Benvenuto nell'era del sovraccarico da informazioni

Fra tutti gli strumenti usati in ufficio, pochi sono un'arma a doppio taglio come le e-mail. Una volta metodo per una comunicazione semplice e veloce, sono ora diventate un male necessario che porta via molto tempo all'attività lavorativa. Infatti l'utente medio spende più del 30% della giornata a creare, organizzare, leggere e rispondere alle e-mail.

Ma non è solo il riempimento delle caselle di posta ad assillare l'odierno "knowledge worker". Ci sono i blog e gli RSS per essere costantemente aggiornati su cosa succede in generale nel mondo. Bisogna inoltre aggiungere i social network, come Facebook e LinkedIn, per rimanere continuamente in contatto con amici e colleghi. Poi c'è l'effettivo lavoro da svolgere. Infatti, in media, si intraprende una nuova attività ogni tre minuti.
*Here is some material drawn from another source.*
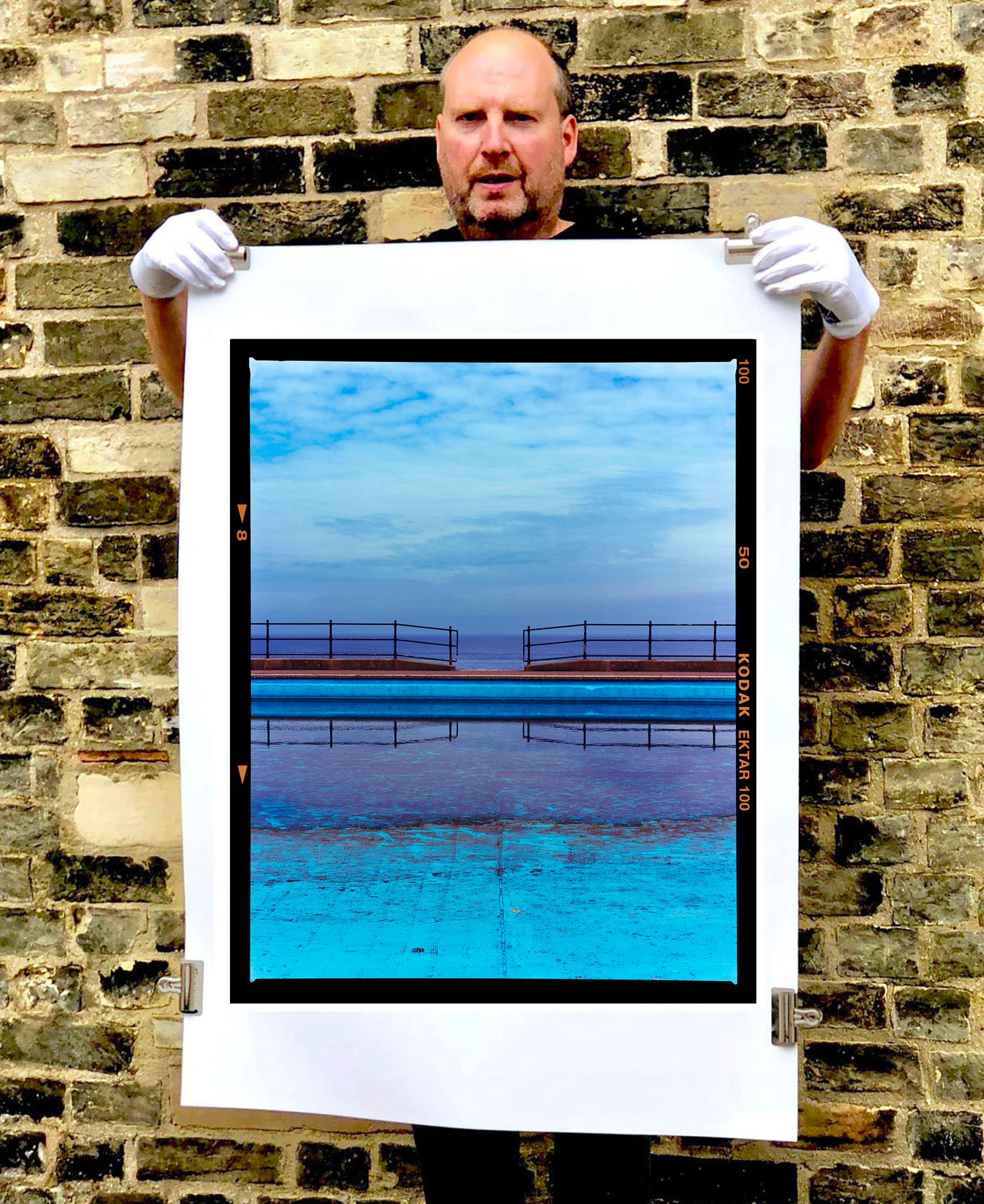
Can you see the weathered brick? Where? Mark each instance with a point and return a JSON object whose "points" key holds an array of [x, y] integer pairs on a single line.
{"points": [[955, 612], [192, 1158], [831, 1066], [71, 286], [845, 553], [112, 501], [889, 210], [93, 878], [845, 666], [231, 171]]}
Questo è più di una giornata intensa. Questo è sovraccarico da informazioni.

Secondo Wikipedia, il sovraccarico cognitivo, meglio conosciuto come Information overload(ing), si verifica quando si ricevono troppe informazioni per riuscire a prendere una decisione o sceglierne una specifica sulla quale focalizzare l'attenzione.
PC Magazine definisce il sovraccarico da informazioni come "troppe informazioni da assorbire in un mondo in espansione, sia in termini di persone che di tecnologia. Informazioni che provengono dalle più svariate fonti come TV, giornali e riviste, posta normale o indesiderata, e-mail e fax".

Fortunatamente, da più parti si sta pensando a come dominare la valanga di e-mail e aiutare a gestire questo surplus di comunicazione. Da processi di lavoro migliorati a nuovi strumenti di comunicazione, la montagna di e-mail può essere ridotta a un piccolo mucchio di terra.